Tulsi Gabbard resigns as Trump's director of national intelligence
Tulsi Gabbard was appointed as director of national intelligence at the start of Trump's second term as US president.
US director of national intelligence Tulsi Gabbard announced her resignation on Friday, citing her husband's ill health in a post on social media site X.
Gabbard said in a letter to US President Donald Trump posted on X that she was resigning in order to look after her husband following his diagnosis of "an extremely rare form of bone cancer", and would leave the administration on 30 June.
In a social media post of his own, Trump said Gabbard had done "an incredible job", adding that her deputy Aaron Lukas would serve as acting director of national intelligence.
Formerly a member of the Democratic Party, Gabbard ran as a presidential candidate in the party's primaries in 2020 on a progressive, anti-interventionist platform. She later dropped out before endorsing the eventual US President, Joe Biden.
Gabbard left the Democratic Party in 2022 to become an independent, decrying her former political home as being dominated by an "elitist cabal of warmongers" and "woke" ideologues. She then endorsed Donald Trump ahead of the 2024 presidential election before joining the Republican Party later that year.

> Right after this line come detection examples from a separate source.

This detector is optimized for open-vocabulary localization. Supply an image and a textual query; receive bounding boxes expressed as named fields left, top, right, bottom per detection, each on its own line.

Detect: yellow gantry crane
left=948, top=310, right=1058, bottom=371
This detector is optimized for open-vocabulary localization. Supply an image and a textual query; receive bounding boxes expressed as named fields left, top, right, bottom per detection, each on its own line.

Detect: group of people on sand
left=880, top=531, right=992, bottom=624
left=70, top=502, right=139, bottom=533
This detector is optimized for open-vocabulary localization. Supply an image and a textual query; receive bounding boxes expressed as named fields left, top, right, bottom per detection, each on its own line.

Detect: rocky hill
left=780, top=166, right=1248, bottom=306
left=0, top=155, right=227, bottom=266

She is the fourth cabinet departure of Trump's second term as president after Attorney General Pam Bondi, Labour Secretary Lori Chavez-DeRemer and Homeland Security Secretary Kristi Noem.
Opposition to foreign wars brought her at odds with Trump
There had been rumours in recent months that Gabbard would split with Trump after the president's decision to strike Iran.

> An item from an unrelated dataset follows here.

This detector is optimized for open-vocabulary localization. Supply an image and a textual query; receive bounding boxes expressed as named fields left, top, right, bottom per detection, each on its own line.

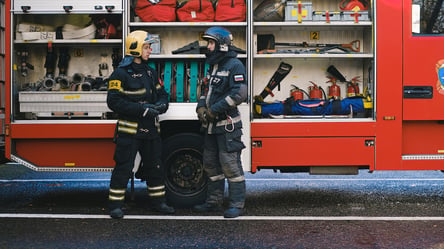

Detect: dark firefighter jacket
left=197, top=51, right=247, bottom=134
left=107, top=62, right=168, bottom=138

Gabbard had built a political identity based on opposition to foreign wars, which put her in an awkward position when the US and Israel launched attacks on Iran on 28 February.

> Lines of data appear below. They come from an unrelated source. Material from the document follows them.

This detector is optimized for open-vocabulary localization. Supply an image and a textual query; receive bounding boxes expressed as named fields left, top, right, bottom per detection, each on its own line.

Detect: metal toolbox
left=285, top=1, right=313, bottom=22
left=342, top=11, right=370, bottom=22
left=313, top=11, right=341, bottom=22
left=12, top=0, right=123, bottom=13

At a congressional hearing in March, she was careful to steer clear of explicit endorsement of the US administration's decision to launch a war against Iran, repeatedly avoiding questions about whether the US had been warned about the potential consequences of the conflict and Iran's closure of the Strait of Hormuz.
Earlier this week, she testified to lawmakers during an annual threats hearing that strikes on Iran last June had “obliterated” the country's nuclear programme and that there had been no subsequent effort to rebuild it.
The statement seemed to complicate assertions by Trump several members of his cabinet who insisted that Iran had posed an imminent threat. This caused another series of awkward exchanges with lawmakers who asked Gabbard for her opinion on Iran’s threat as the nation’s top intelligence official. She repeatedly said that it was Trump’s decision to strike, not hers.
A tenure marked by big changes
Upon taking office, Gabbard promised to get rid of what she called the politicisation of intelligence by government insiders. However, she soon pivoted to using her office to support some of Trump's most partisan arguments, including his claim that he won the 2020 US presidential election. She also worked to undermine the results of earlier investigations into Trump's Russia ties.
During her tenure, she oversaw a significant reduction in the intelligence workforce.
Gabbard was born in the US territory of American Samoa and was raised in Hawaii. She was elected as a 21-year-old to Hawaii's House of Representatives but then left after one term when her National Guard unit deployed to Iraq.
She is the first American Samoan to be elected to Congress, and became known during her four House terms for speaking out against the Democratic Party's leadership. She supported Bernie Sanders in the 2016 Democratic presidential primary, which made her a well known figure in progressive politics in the US.